Daddy Catfish got up and rocked it on the drums while his brother played the flute to some blues and once again, everyone was laughing and crying. Some family friends got up and played the violin and sang Ave Maria and then sang Amazing Grace to the tune of House of the Rising Sun a capella, which was awesome.
Then we were back to dancing and shrieking with laughter as the band got Catfish to shake it for "Hey Now" and got into the crowd and sang "Gold Digger" to the silicone and restylane enhanced maid of honor's Ferrari driving boyfriend. We sang "Sweet Home Alabama" and "Santeria" and wiped away sweat and pinned up rogue curls and danced, danced, danced. Then the lead singer, who was remarkably similar to a young Tina Turner, said she was going to sing one last song in honor of our police friends who were in the front yard and broke out into a perfect rendition of "I Shot the Sheriff". A 10:30 noise curfew and several complaints got us shut down, but honestly, it was okay.

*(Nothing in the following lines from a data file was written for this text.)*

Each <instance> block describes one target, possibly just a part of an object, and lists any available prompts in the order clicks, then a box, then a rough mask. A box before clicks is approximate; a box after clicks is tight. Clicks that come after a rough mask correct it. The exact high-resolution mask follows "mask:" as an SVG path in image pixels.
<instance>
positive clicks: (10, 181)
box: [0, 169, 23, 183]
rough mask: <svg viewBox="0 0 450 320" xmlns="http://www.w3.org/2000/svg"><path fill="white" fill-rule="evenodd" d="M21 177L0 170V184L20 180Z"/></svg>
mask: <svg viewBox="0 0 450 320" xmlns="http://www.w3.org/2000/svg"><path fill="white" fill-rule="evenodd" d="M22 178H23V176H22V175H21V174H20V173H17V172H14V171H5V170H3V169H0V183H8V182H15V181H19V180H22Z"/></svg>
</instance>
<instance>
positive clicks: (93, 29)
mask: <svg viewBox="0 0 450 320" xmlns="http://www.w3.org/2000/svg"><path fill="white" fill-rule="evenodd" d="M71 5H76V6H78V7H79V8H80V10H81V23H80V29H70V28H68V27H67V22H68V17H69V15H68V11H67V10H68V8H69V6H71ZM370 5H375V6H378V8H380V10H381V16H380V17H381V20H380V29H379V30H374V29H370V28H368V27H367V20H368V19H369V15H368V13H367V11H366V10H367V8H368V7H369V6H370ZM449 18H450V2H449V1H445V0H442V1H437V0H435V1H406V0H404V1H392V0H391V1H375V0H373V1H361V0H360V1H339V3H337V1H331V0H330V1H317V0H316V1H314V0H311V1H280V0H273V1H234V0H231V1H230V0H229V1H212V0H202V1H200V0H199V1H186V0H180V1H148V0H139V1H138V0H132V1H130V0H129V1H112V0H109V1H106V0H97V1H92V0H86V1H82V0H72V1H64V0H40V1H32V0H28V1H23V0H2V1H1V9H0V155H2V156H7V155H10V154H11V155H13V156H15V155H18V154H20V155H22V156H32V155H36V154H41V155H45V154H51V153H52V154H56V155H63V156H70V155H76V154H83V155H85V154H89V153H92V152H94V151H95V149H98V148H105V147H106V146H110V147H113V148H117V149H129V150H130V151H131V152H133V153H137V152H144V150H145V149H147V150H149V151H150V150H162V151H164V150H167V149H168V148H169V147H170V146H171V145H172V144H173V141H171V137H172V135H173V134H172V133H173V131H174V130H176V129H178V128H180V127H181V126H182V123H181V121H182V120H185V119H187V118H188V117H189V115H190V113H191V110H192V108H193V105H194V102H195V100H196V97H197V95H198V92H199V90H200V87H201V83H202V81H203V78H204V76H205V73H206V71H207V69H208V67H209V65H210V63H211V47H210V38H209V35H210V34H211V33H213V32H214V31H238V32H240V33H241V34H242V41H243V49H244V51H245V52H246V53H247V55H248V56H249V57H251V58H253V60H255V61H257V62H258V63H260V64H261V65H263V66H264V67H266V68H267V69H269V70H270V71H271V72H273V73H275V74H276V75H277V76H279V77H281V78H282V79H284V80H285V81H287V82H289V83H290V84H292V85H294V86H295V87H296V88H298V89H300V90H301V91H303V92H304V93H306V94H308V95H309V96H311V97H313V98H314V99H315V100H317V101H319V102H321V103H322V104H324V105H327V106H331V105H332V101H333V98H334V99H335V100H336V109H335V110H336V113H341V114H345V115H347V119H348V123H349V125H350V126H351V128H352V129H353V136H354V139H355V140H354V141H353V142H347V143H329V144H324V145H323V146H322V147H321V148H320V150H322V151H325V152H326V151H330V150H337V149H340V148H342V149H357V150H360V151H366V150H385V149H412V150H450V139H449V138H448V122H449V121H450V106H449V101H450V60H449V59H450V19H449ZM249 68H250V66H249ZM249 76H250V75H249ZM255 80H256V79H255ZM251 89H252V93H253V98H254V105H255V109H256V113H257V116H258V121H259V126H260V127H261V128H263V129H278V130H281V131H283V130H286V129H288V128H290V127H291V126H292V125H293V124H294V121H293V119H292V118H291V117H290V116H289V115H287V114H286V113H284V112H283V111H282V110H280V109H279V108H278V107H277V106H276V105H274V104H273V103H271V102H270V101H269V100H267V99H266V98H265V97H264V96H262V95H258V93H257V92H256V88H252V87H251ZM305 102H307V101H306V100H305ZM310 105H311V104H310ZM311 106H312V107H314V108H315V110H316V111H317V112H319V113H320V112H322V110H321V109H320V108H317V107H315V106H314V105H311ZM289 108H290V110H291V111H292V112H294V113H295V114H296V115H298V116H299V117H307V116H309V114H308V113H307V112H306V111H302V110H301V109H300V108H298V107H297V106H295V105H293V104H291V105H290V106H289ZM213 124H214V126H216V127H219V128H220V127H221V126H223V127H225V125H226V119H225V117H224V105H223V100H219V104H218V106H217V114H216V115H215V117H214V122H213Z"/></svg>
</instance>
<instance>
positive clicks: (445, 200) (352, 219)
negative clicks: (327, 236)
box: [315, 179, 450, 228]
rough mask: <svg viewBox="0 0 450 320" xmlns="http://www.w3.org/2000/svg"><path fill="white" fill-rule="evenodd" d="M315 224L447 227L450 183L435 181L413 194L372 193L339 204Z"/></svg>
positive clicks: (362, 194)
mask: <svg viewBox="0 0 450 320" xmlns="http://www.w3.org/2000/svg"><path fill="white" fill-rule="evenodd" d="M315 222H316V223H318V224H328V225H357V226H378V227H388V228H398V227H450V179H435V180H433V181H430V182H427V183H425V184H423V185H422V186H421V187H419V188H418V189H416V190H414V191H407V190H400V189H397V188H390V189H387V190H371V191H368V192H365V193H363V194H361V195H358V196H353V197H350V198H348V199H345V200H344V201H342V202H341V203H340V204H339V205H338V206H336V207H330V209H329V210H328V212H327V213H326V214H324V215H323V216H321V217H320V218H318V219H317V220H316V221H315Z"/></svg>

We had so much fun and so many special moments had taken place and we were all so tired that after a little bit of grumbling, everyone exchanged their hugs and kisses and love yous and let's do it again soons and congratulations to the bride and groom and went on our merry ways.
I was relieved to get home and rescue the babysitters and take the 40 some bobby pins out of my hair and wash the black off of my tired feet and crawl into bed and stay there the rest of the night and most of today.
We were invited on a yacht today but the kids have really been missing me, and I was really tired and I have no voice. I am pretty much partied out at this point.
Sorry for the novel but I want to make sure I never forget any of it. The 600 pictures taken over the last 3 days will help ensure that too, but I wanted to make sure Catfish got to see it from my perspective because I have felt warm and fuzzy over this event all day long. Besides, I know you all love wedding stuff.
Maybe tomorrow I'll upload some photos. I'm going to take my headache and go crawl back into the bed that is probably still warm from my last nap and hope that my voice reappears tomorrow. I have to deal with the Stage Mother again. I swear she's never going to go away. I'll tell you about her latest sneaky shenanigans later. I will also still tell you about the bachelorette weekend, who cares if we're out of order when there is bare beave involved.